Supers also did a great job of paying homage to each individual character’s background and personality by incorporating something the character did or was associated with in their respective games. Ratchet uses his various and powerful weapons to blast players into oblivion, Murray body slams opponents for Sly Cooper, and Nathan Drake tumbles a temple pillar over to crush any enemies in the way.
Supers were fun to experiment with and use, but I felt like I encountered some slight balancing issues with each of them. Ratchet’s level 1 super attack was incredibly powerful, while PaRappa’s required you to be practically on top of the other player in order to score a kill. Ranged supers tended to be more useful and powerful than those that took place up close, and it felt somewhat inconsistent and frustrating in its implementation. Better balancing that allows each of the characters to have level 1, 2, and 3 supers of equal power and ability would help to make each character more accessible and allow for players to have a more fair chance at victory in a match.
EVEN MORE STAGES
As said before, one of the best parts of PlayStation All Stars: Battle Royale was the game’s various stages that combined the best of two different Sony franchises in an attempt to pay homage to each of the respective games.

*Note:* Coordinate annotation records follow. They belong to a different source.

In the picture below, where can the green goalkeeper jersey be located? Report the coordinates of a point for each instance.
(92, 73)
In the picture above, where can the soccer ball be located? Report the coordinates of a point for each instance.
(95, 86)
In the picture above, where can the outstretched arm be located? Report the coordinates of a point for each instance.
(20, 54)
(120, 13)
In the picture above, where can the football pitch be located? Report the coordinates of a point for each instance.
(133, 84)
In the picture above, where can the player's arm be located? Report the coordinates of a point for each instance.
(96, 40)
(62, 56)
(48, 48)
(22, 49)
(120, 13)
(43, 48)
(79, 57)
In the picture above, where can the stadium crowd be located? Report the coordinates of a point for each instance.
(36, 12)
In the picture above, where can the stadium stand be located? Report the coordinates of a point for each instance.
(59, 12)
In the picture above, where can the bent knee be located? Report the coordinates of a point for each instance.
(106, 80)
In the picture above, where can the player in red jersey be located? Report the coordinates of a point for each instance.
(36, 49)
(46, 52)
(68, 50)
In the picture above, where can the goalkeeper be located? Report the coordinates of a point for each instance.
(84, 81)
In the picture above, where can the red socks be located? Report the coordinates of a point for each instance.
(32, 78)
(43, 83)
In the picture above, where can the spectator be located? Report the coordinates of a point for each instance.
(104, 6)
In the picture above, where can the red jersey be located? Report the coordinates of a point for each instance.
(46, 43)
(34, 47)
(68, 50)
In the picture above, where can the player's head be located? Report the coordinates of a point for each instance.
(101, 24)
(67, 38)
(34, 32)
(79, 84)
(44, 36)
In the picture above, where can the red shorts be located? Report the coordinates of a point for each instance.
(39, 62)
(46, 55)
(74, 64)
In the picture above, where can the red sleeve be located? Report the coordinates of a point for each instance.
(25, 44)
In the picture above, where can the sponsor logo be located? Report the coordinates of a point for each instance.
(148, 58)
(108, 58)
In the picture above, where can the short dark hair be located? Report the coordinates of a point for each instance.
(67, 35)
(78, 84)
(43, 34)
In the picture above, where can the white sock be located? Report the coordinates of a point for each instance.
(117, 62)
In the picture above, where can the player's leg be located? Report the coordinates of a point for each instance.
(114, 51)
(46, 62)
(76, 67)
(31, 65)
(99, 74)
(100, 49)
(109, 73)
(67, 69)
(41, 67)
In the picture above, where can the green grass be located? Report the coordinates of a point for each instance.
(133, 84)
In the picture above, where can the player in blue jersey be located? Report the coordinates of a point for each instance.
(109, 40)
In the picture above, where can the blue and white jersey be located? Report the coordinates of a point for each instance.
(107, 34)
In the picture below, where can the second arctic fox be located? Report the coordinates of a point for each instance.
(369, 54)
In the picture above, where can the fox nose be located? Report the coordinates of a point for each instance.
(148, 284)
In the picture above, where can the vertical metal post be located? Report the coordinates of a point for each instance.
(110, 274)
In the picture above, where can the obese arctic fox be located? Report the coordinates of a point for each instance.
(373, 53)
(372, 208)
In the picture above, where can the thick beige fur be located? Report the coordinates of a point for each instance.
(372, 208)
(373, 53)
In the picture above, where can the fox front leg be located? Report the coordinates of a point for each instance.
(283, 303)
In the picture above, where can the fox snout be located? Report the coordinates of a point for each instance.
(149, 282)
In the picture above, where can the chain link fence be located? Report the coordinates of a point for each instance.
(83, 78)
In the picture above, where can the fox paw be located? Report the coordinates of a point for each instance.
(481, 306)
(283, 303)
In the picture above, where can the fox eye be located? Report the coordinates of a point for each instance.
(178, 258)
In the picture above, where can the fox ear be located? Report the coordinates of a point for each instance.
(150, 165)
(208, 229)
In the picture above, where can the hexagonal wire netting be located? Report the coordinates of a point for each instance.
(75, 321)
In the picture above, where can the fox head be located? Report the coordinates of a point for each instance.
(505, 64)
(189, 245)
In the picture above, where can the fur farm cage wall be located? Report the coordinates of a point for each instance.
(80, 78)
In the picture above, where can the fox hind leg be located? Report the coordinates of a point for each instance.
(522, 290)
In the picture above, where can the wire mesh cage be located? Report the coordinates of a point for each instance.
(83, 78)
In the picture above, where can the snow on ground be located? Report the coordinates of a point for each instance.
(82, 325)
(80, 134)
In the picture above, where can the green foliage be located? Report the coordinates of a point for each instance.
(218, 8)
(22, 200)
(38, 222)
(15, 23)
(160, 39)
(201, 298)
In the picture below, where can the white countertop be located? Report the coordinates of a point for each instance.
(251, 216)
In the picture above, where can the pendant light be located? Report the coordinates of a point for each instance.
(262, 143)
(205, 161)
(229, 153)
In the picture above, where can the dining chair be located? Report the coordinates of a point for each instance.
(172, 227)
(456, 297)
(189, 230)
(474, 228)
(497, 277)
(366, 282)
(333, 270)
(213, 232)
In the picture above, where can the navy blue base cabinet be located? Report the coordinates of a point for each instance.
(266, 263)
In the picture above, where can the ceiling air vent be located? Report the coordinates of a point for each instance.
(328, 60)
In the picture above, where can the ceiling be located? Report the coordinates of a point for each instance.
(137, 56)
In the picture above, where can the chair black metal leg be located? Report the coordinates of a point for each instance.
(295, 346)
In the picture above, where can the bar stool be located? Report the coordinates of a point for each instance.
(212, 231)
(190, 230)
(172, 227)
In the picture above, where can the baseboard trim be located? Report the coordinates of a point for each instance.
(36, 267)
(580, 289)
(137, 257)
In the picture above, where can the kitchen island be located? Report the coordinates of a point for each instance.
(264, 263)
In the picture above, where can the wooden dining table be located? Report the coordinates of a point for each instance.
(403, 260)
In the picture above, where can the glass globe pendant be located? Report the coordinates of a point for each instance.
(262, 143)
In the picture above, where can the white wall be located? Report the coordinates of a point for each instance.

The stages were great. They offered environmental challenges, were aesthetically interesting, and fit the game’s overall goofy vibe. PlayStation All Stars is a fun, lighthearted game about seeing Sackboy beat up on Kratos. At its core, this is an odd concept that wouldn’t work in any other form outside of a brawler in the same vein as games like All Stars or Smash Bros. Because of that, the stages felt like a great addition and helped play up the game’s ridiculous nature very well.
In the next game, I don’t want anything about them to change outside of one thing: I want more of them. They were interesting and fun to be in, and I can’t wait to see what other hybrids they can dream up and put into use for the second All Stars. Seeing the Patapons come in behind Hades was awesome, and having a chance to see a whole new set of stages and mixed themes is something I can definitely get behind in All Stars 2.